Table 5-20 on page 305 of the 575-page Regulatory Impact Analysis for the EPA's proposed ozone standard shows a "monetized ozone-only benefit" of $6.4 billion for the prevention of premature deaths. When combined with its estimated benefits from the coincidental reduction of other pollutants, the total benefits of $19 billion to $38 billion exceed the $15 billion in estimated compliance costs. But there is no $6.4 billion. There is only a statistical relationship between ozone levels and mortality showing a lower level could lower risk of death for some people on particular days by a thousandth of a percent, and a finding that certain blue-collar workers in certain higher-risk industries receive slightly higher wages.

Perhaps that is the best possible translation of environmental harm into economic cost. The analysis does have some use, insofar as it provides a basis for comparing the relative harm of various pollutants or the relative cost-effectiveness of different mitigation strategies. But it does not follow that society should spend up to 6.4 billion actual dollars to achieve a 6.4 billion "dollar" benefit, or 15 billion actual dollars for the full 19 billion to 38 billion "dollars" of benefit in the EPA's analysis. Nor does it follow that an economist can confidently use these estimates to design a tax that will improve the market's efficiency."

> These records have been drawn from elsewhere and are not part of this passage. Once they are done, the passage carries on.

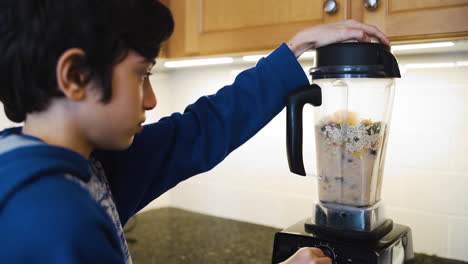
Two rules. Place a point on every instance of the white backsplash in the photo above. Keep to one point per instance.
(426, 173)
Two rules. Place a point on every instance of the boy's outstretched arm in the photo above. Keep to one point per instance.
(183, 145)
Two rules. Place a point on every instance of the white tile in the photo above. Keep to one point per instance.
(391, 187)
(425, 190)
(458, 238)
(458, 194)
(429, 230)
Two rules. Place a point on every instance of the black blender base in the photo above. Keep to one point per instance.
(395, 247)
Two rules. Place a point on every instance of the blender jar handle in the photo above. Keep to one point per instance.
(311, 94)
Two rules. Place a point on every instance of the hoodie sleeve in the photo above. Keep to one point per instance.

Thanks to the past 40 years of environmental regulation, an extensive literature now documents its economic effects. For instance, a 2000 study in the Journal of Political Economy found counties in "nonattainment" with Clean Air Act standards (as many more would be under the EPA's new ozone rule) saw the construction of new plants in polluting industries decline by 26% to 45%. A 2001 NBER working paper found that, between 1972 and 1987, such counties lost 590,000 jobs and $75 billion in economic output. More broadly, a 2013 study in the Quarterly Journal of Economics found that, after the passage of the 1990 Clean Air Act amendments, "the average worker in a regulated sector experienced a total earnings loss equivalent to 20% of their preregulatory earnings." In Consequences of Long-Term Unemployment, the Urban Institute provides a helpful literature review of the many findings on how such economic outcomes lead to "declining human and social capital," "impacts on future labor market attachment," "impacts on physical and mental health," "effects on children and families," and "impacts on communities."

Beyond the concrete effects within affected industries, policymakers committed to giving benefits and costs equal attention could also examine the macroeconomic implications of increased regulation. The Mercatus Center, for instance, has recently launched RegData, a comprehensive database quantifying industry-specific federal regulations. The regulatory equivalent of studies measuring concentrations of pollution in the atmosphere, RegData allows analysts to identify relationships between regulation and outcomes like economic growth and productivity. One early study found that from 1997 to 2010, the least-regulated industries experienced productivity growth at twice the rate of the most-regulated industries."

"The Department of Energy, approvingly analyzing its own proposed energy-efficiency requirements for commercial refrigeration equipment, assumed that increased prices would produce no decline in purchases and further concluded the new requirements would increase both employment and wages."